Diante de nossa principal tarefa e de tudo que foi apontado até aqui, parece óbvio que o antipetismo não é nada útil, pelo contrário, ele como um fenômeno predominantemente reacionário termina por reforçar o campo da direita e enfraquece o campo da esquerda, enfraquece a campanha Fora Bolsonaro. Ele não nos serve para ganharmos setores dentre os trabalhadores que ainda apoiam Bolsonaro, assim como parte da classe média. Para ganharmos essa batalha de ideias, precisamos utilizar nossas armas, ou seja, a defesa da saúde, da vacina, da educação, do emprego, da defesa da Amazônia, de um novo projeto de segurança pública, etc. A experiência da classe trabalhadora que se iludiu com o bolsonarismo se dá de forma concreta a partir do trágico momento que vivenciamos em nosso país, e é através dessa mudança de consciência que podemos forjar algo novo, e um novo projeto político para o povo brasileiro. Usar armas do inimigo não nos serve. 

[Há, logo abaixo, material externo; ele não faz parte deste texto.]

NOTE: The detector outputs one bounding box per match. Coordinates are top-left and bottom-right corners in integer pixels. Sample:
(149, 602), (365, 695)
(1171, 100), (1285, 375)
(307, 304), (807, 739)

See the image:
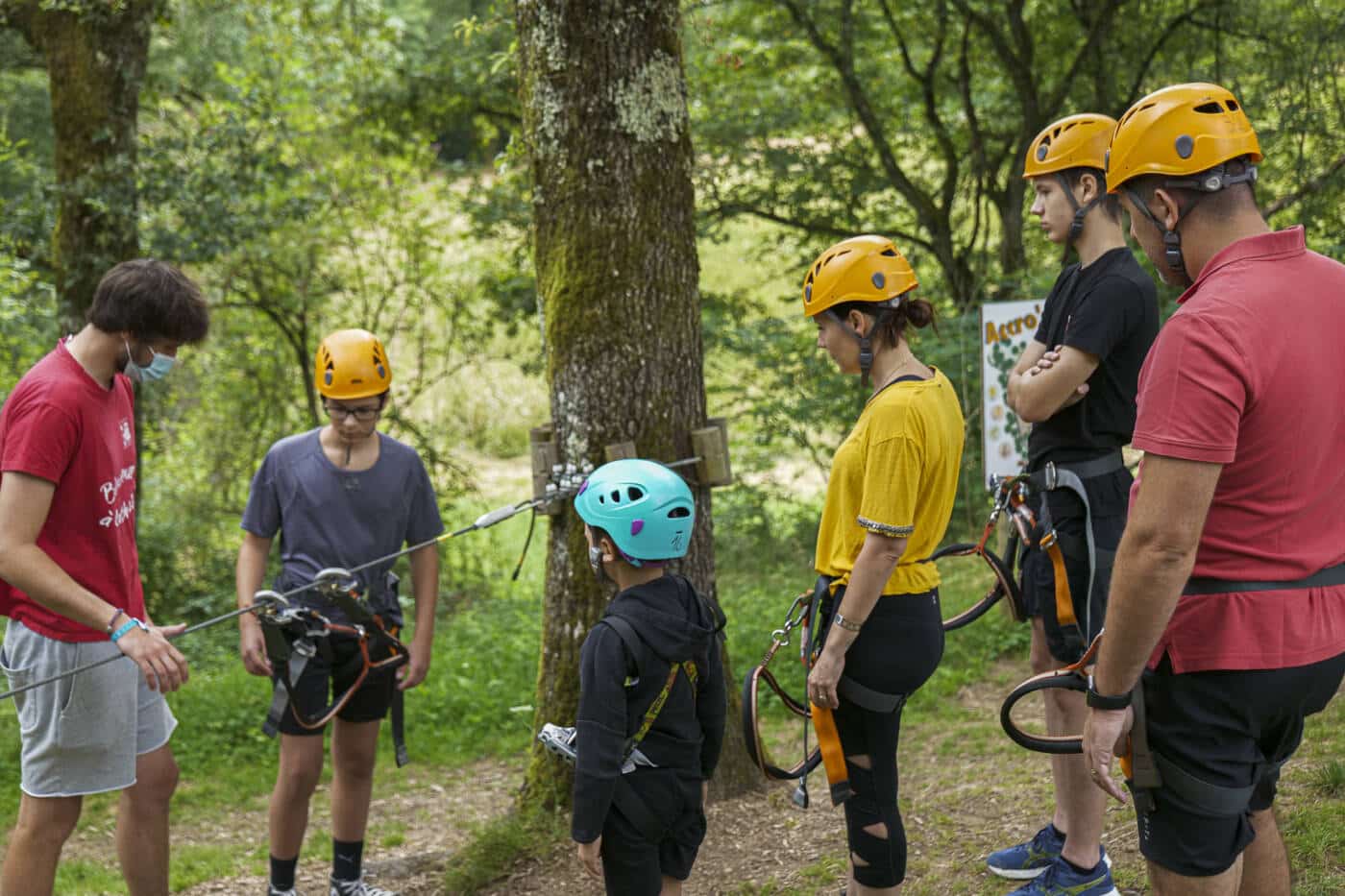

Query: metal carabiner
(1013, 504), (1037, 545)
(253, 588), (289, 617)
(313, 567), (359, 596)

Por fim, Ciro Gomes precisa tomar uma decisão sobre qual lado pretende caminhar nas eleições, se vai ao lado da direita ou das forças populares. Assim como escolher sobre quem vai despejar sua fúria e sua voz, se contra Bolsonaro ou se vai contra aqueles que combatem o genocída. Aos apoiadores do pedetista cabe a reflexão se as atitudes e recentes posições de Ciro são úteis no combate ao Bolsonaro e aceitáveis para alguém que até ontem era um importante nome para a esquerda. 

Acredito que é preciso que o combate a Bolsonaro siga avançando em um agenda de diálogo conjunto entre as forças da esquerda e movimentos sociais, sem sectarismo, à exemplo do que foi o novo pedido de impeachment protocolado nesta quarta-feira dia 30, e do que tem sido os espaços da campanha nacional Fora Bolsonaro. A construção da unidade é uma das necessidades do atual momento que vivemos. Uma unidade baseada no enfrentamento ao programa neoliberal e ao bolsonarismo, que valorize a vida, e construa um novo projeto político que seja antirracista, feminista, ecologico, e defenda mudanças estruturais em nosso país.